METTIAMO A FUOCO

La società medievale: una società tripartita e statica?

Differenti compiti per il bene di tutti…

Un testo poetico del vescovo Adalberone di Laon, scritto intorno al 1030, descrive la società del suo tempo come un organismo ben ordinato in cui le persone sono divise in tre ordini, ognuno con un ben preciso compito da svolgere. Vi erano gli oratores (dal latino orare, “pregare”) ossia gli ecclesiastici, dediti alla preghiera e al servizio religioso; i bellatores (dal latino bellum, “guerra”) cioè i nobili, che avevano il compito di combattere per difendere la comunità e infine i laboratores (lavoratori) ossia i contadini e in generale il popolo, che lavoravano per mantenere tutta la società. Questa tripartizione garantiva, secondo Adalberone, uno sviluppo ordinato all’intera società in quanto ognuno, col suo compito, contribuiva al bene di tutti. Da ciò derivava anche la pace sociale. Per molti questa sarebbe la perfetta descrizione della società medievale. Ma le cose stavano veramente così?

… ma la realtà era più complessa

Dobbiamo dire che quella del vescovo francese era una rappresentazione piuttosto ideale: era il suo modo di concepire una società perfetta, in altri termini ciò che egli desiderava e sperava perché ci fossero ordine e pace. Probabilmente una tripartizione ordinata come quella da lui descritta si verificò solo in periodi piuttosto brevi e in ambiti territoriali limitati. Di fatto molteplici esempi testimoniano una realtà molto più complessa e in costante evoluzione. Vi furono infatti uomini di Chiesa che, oltre a pregare, lavoravano (i monaci benedettini) e altri che governavano e combattevano (saranno i vescovi-conti o i monaci combattenti degli ordini monastico-cavallereschi). Lo stesso popolo dei laboratoresdopo l’anno Mille comprenderà anche i “borghesi”, mercanti, artigiani, imprenditori che con la loro attività potranno arricchirsi fino a minacciare la supremazia dei nobili nella società: questi borghesi saranno anche disposti a combattere in eserciti cittadini per difendere le loro libertà, e in tal caso la guerra non sarà più compito esclusivo dei nobili.
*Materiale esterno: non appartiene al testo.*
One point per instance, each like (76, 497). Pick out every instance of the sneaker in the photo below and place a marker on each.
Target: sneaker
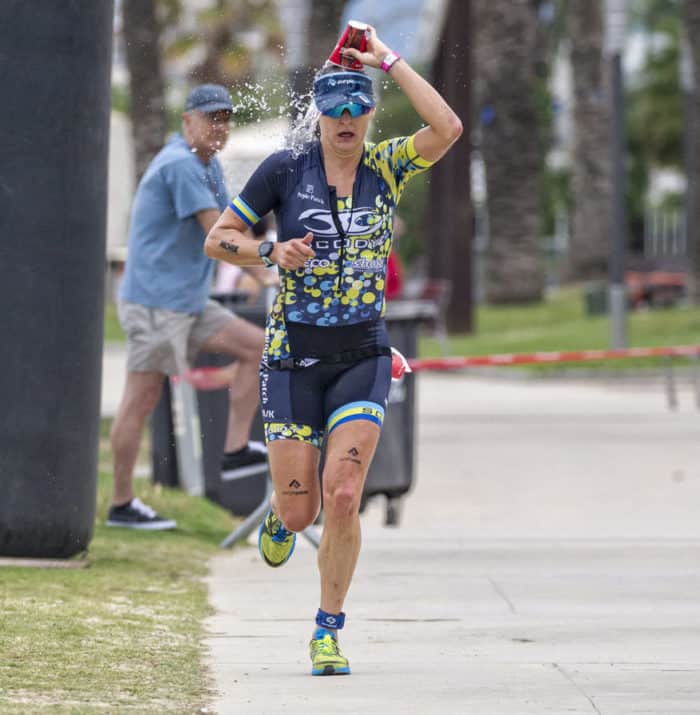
(137, 515)
(250, 460)
(275, 543)
(326, 658)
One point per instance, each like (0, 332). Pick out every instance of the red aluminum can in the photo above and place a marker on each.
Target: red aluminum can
(355, 36)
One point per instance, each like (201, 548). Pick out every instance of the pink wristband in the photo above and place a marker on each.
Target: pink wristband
(389, 61)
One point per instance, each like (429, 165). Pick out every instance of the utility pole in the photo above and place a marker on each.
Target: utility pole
(690, 147)
(617, 294)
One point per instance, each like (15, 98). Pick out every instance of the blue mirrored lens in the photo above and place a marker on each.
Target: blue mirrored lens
(355, 110)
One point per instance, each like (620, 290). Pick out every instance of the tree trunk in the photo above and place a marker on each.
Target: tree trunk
(506, 34)
(591, 180)
(692, 28)
(146, 87)
(449, 224)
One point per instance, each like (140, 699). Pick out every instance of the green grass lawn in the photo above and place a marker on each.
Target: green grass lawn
(122, 635)
(560, 323)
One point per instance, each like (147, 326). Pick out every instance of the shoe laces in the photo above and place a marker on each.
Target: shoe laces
(279, 536)
(139, 506)
(327, 645)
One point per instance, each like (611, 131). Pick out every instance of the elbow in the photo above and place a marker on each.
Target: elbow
(455, 128)
(209, 245)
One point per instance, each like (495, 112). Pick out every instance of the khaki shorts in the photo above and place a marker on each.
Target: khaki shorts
(165, 341)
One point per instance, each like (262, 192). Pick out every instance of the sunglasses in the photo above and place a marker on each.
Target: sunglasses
(356, 110)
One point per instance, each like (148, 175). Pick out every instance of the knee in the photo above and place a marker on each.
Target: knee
(342, 500)
(139, 405)
(297, 517)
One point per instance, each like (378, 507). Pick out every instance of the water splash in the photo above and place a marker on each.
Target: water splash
(261, 102)
(302, 130)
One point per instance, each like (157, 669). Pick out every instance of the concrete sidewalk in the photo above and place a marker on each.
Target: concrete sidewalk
(548, 561)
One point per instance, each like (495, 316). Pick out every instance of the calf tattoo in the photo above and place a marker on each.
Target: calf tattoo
(353, 452)
(230, 247)
(296, 488)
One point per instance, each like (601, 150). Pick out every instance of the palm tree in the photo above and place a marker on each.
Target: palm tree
(591, 178)
(449, 245)
(506, 70)
(691, 10)
(146, 87)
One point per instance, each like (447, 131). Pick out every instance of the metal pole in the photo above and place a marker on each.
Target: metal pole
(616, 292)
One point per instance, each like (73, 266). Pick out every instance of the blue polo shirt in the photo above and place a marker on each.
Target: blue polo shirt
(166, 266)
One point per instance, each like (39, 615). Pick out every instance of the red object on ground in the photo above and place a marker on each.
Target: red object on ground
(455, 363)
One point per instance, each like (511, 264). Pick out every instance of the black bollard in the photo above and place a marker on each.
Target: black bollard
(55, 63)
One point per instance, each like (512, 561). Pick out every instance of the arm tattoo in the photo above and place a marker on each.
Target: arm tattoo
(230, 247)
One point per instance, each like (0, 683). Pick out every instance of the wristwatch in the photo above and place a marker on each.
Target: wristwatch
(264, 251)
(389, 61)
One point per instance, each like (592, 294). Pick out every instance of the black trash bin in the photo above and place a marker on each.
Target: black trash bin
(240, 496)
(392, 470)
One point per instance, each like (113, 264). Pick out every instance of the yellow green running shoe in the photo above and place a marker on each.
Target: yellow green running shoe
(275, 543)
(326, 658)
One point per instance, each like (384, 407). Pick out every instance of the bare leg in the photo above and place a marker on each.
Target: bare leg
(243, 341)
(350, 450)
(140, 397)
(291, 460)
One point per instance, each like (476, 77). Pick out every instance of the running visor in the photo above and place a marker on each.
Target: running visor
(356, 110)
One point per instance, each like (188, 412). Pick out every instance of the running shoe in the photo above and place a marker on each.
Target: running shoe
(326, 658)
(247, 462)
(137, 515)
(275, 543)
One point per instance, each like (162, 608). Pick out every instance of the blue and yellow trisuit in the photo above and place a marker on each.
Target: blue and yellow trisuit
(327, 354)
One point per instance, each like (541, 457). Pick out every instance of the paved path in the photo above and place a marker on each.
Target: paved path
(548, 561)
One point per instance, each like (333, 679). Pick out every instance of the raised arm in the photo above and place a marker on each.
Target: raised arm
(443, 125)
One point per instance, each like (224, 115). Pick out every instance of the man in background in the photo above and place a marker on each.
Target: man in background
(164, 305)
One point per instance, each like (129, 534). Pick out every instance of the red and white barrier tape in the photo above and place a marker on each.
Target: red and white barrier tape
(456, 363)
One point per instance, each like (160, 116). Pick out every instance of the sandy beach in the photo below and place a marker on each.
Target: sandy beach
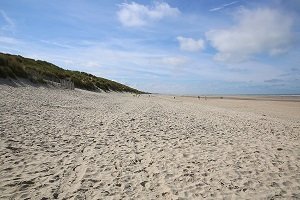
(75, 144)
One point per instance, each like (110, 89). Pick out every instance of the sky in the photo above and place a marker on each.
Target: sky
(181, 47)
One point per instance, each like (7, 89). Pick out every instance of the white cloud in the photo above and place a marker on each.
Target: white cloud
(190, 44)
(175, 61)
(223, 6)
(9, 23)
(135, 14)
(261, 30)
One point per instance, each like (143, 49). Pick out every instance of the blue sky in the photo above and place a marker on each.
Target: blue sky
(171, 46)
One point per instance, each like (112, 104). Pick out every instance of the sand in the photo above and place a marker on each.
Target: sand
(62, 144)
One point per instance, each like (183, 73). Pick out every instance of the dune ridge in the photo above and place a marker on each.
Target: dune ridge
(63, 144)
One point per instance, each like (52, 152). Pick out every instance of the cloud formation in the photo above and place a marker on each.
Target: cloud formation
(262, 30)
(190, 44)
(9, 23)
(134, 14)
(223, 6)
(175, 61)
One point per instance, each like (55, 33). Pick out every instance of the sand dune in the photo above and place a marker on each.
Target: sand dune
(60, 144)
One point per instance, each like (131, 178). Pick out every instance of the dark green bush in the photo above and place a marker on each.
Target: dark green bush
(37, 71)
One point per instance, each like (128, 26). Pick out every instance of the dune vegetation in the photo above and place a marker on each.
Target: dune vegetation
(37, 71)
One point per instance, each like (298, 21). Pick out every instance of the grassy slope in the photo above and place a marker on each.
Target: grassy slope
(37, 71)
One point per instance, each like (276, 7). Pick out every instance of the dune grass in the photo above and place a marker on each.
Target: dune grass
(15, 66)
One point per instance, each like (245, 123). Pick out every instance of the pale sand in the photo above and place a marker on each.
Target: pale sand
(60, 144)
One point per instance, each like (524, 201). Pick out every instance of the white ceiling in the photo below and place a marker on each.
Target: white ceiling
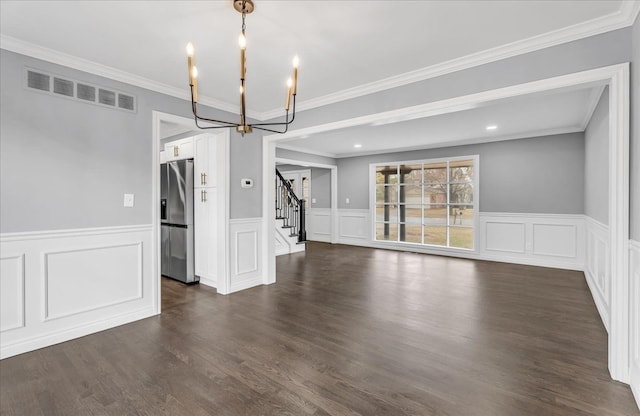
(342, 44)
(524, 116)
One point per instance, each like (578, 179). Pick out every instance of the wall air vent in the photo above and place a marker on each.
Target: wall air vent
(126, 102)
(38, 81)
(63, 87)
(86, 92)
(54, 85)
(106, 97)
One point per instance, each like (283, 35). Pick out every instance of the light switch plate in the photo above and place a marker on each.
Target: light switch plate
(129, 200)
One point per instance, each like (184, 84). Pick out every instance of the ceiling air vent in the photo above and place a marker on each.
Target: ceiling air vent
(106, 97)
(79, 91)
(125, 102)
(63, 87)
(86, 92)
(38, 81)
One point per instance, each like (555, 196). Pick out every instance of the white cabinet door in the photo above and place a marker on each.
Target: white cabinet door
(204, 166)
(205, 234)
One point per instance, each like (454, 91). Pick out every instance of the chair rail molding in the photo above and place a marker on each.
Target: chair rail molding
(59, 285)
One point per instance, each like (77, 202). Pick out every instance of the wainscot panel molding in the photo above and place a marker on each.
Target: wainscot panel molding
(354, 227)
(548, 240)
(245, 253)
(634, 336)
(597, 268)
(319, 225)
(63, 284)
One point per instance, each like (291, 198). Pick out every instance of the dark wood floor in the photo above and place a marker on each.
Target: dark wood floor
(345, 331)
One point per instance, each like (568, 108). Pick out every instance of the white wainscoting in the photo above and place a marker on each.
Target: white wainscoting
(634, 336)
(60, 285)
(319, 224)
(245, 253)
(597, 268)
(549, 240)
(354, 227)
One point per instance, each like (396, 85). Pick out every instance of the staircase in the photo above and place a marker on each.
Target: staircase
(290, 219)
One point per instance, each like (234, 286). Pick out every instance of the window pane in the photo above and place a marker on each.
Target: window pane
(411, 214)
(461, 193)
(387, 213)
(435, 215)
(387, 174)
(461, 171)
(461, 237)
(387, 232)
(461, 215)
(435, 235)
(435, 172)
(412, 233)
(411, 174)
(386, 194)
(435, 194)
(411, 194)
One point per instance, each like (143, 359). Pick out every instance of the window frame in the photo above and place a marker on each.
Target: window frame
(373, 205)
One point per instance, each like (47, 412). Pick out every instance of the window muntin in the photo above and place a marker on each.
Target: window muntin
(427, 202)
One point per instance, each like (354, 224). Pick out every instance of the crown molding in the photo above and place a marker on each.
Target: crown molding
(624, 17)
(56, 57)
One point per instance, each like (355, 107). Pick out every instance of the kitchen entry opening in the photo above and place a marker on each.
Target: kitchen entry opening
(428, 202)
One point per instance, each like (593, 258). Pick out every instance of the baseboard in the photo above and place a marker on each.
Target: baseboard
(209, 282)
(31, 344)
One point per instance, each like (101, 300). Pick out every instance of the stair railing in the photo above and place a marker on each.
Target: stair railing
(290, 208)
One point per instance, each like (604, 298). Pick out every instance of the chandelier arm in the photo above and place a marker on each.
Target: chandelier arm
(285, 123)
(286, 127)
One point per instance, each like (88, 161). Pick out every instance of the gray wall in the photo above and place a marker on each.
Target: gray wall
(65, 164)
(320, 184)
(596, 165)
(635, 134)
(304, 157)
(535, 175)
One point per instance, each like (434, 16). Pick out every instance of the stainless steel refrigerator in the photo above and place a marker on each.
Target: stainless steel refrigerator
(176, 216)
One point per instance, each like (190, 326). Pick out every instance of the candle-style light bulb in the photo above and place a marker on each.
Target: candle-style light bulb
(296, 62)
(288, 102)
(194, 83)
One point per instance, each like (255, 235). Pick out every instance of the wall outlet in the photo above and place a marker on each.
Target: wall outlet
(129, 200)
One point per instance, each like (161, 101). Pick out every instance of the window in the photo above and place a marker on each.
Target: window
(430, 202)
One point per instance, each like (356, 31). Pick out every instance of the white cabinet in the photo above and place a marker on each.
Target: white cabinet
(204, 161)
(205, 201)
(179, 149)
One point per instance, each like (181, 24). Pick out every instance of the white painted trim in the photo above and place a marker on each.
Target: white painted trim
(223, 148)
(75, 232)
(613, 21)
(617, 77)
(22, 346)
(617, 20)
(594, 99)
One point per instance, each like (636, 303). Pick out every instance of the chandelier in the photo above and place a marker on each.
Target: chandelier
(244, 7)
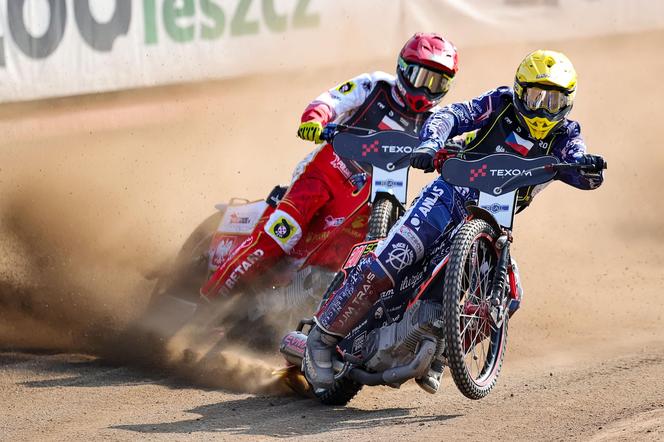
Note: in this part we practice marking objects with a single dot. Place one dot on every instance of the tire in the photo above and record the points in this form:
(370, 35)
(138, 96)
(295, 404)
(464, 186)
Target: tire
(469, 336)
(340, 393)
(383, 217)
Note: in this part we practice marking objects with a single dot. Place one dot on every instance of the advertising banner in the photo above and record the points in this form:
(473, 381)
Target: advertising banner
(54, 48)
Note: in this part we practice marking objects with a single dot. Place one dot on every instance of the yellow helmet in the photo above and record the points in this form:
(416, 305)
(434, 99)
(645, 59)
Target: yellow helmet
(544, 90)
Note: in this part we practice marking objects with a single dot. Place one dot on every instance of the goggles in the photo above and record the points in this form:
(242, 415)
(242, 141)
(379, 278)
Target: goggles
(421, 77)
(551, 100)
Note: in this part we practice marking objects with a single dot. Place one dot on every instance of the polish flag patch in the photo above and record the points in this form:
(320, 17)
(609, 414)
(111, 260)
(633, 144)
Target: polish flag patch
(389, 124)
(521, 145)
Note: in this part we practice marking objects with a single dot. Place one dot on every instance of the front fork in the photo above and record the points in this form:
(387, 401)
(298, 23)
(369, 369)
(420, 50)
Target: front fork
(500, 298)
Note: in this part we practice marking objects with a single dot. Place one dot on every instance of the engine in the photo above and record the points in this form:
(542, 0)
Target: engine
(396, 344)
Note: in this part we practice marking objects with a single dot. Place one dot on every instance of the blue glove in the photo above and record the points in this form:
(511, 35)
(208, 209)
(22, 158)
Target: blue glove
(596, 161)
(422, 156)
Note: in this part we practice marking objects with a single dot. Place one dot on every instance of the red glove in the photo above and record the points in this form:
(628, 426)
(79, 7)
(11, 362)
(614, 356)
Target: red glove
(441, 156)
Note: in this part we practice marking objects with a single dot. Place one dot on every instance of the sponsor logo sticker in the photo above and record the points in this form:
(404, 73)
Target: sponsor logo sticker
(400, 256)
(346, 88)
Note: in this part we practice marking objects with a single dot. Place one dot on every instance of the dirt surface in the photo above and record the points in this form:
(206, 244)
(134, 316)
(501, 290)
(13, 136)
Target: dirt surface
(96, 193)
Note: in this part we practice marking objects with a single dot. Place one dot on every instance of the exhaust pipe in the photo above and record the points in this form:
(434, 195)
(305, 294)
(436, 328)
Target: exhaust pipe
(292, 347)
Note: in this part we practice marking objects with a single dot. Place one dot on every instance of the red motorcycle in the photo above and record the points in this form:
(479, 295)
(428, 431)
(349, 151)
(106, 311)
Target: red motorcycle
(292, 288)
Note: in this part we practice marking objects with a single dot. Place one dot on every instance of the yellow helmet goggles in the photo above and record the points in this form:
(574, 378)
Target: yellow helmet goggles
(551, 100)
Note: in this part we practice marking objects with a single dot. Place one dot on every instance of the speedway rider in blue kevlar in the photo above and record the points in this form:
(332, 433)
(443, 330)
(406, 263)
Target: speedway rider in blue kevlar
(530, 121)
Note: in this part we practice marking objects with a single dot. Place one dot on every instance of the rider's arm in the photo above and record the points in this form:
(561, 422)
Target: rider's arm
(457, 118)
(342, 99)
(572, 149)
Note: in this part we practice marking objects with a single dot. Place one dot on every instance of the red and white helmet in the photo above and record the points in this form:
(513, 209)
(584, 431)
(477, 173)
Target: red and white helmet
(426, 67)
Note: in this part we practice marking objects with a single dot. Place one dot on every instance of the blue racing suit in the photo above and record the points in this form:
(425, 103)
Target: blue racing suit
(440, 206)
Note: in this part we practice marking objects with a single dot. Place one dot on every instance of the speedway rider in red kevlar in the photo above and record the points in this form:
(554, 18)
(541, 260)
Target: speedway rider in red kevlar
(325, 193)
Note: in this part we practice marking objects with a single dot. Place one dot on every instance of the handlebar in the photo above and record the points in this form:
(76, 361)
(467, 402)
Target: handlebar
(567, 166)
(332, 129)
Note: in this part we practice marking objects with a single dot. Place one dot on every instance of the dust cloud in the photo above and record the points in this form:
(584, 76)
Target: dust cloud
(89, 215)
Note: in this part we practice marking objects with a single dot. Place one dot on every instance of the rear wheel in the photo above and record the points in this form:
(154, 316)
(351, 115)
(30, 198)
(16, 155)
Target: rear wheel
(340, 393)
(475, 347)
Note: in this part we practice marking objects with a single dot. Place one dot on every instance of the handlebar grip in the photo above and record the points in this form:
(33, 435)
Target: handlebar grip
(329, 131)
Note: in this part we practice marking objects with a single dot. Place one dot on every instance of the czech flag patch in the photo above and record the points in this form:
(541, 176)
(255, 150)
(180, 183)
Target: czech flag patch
(519, 144)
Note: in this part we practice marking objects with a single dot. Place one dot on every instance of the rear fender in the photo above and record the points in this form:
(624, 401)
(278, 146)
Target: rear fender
(477, 212)
(386, 195)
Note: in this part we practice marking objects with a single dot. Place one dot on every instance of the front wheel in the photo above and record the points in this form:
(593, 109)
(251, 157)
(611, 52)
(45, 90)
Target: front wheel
(475, 347)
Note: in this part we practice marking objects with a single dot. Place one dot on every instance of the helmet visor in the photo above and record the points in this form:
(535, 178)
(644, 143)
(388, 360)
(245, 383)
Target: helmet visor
(551, 100)
(422, 77)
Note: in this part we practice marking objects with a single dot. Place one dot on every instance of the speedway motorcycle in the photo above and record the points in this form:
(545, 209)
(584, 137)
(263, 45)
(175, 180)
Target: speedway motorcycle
(291, 289)
(453, 308)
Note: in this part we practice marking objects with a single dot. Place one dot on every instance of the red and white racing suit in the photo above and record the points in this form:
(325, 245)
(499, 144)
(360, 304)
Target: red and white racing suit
(322, 197)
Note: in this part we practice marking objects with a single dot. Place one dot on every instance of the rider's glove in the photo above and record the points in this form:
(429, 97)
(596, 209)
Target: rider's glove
(441, 156)
(422, 156)
(596, 161)
(310, 131)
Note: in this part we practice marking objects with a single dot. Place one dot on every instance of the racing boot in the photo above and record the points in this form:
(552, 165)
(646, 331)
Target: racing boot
(343, 311)
(317, 363)
(430, 382)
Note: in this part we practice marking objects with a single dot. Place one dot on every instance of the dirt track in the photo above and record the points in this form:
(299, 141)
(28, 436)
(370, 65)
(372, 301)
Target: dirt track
(89, 209)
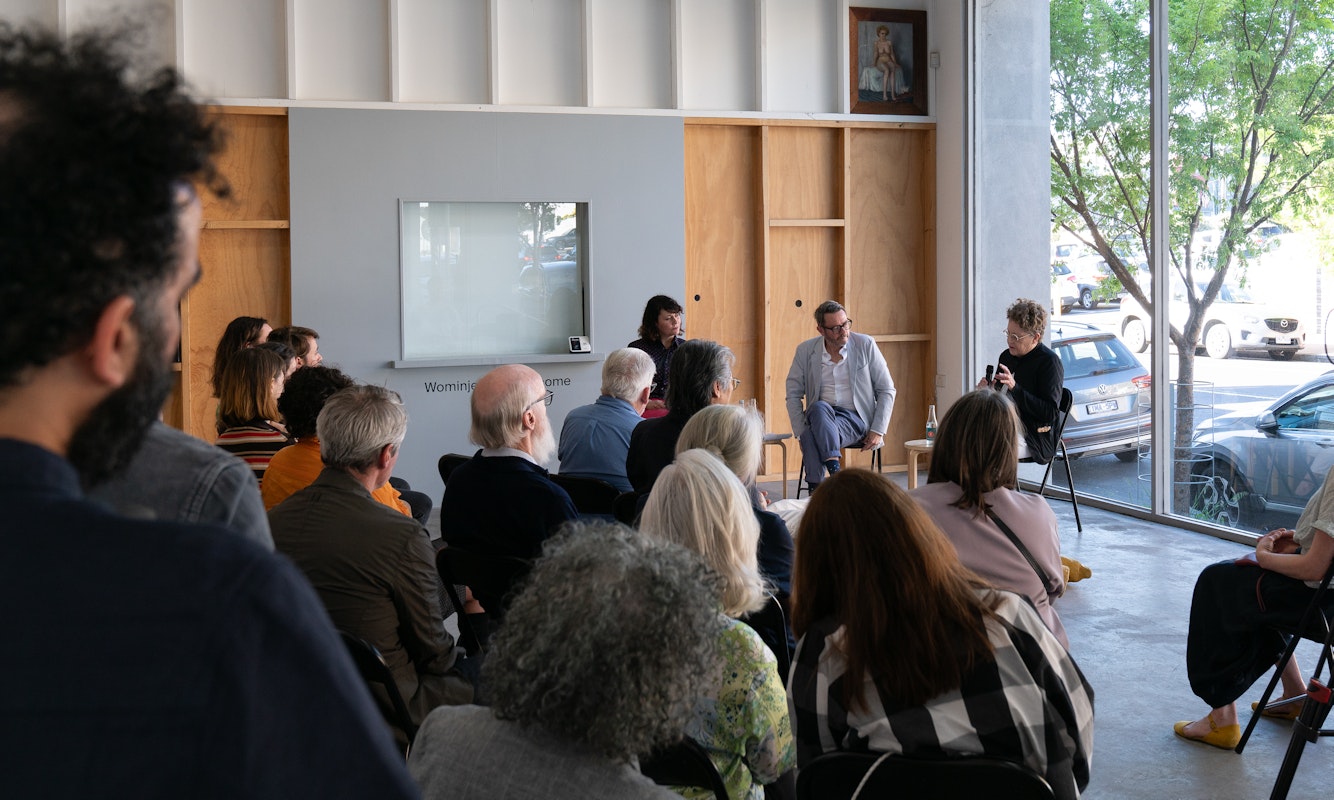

Bastano questi esempi a metterci in guardia, nel fare storia, dal rischio di generalizzare o di sostituire alla realtà dei fatti schemi o concezioni astratte che, per quanto belle e ideali, hanno il difetto di non essere vere, del tutto o almeno in parte. Di ciò probabilmente si rendeva conto lo stesso Adalberone che, infatti, nel testo che abbiamo citato conclude lamentandosi proprio perché la società che lui aveva descritto stava rapidamente cambiando.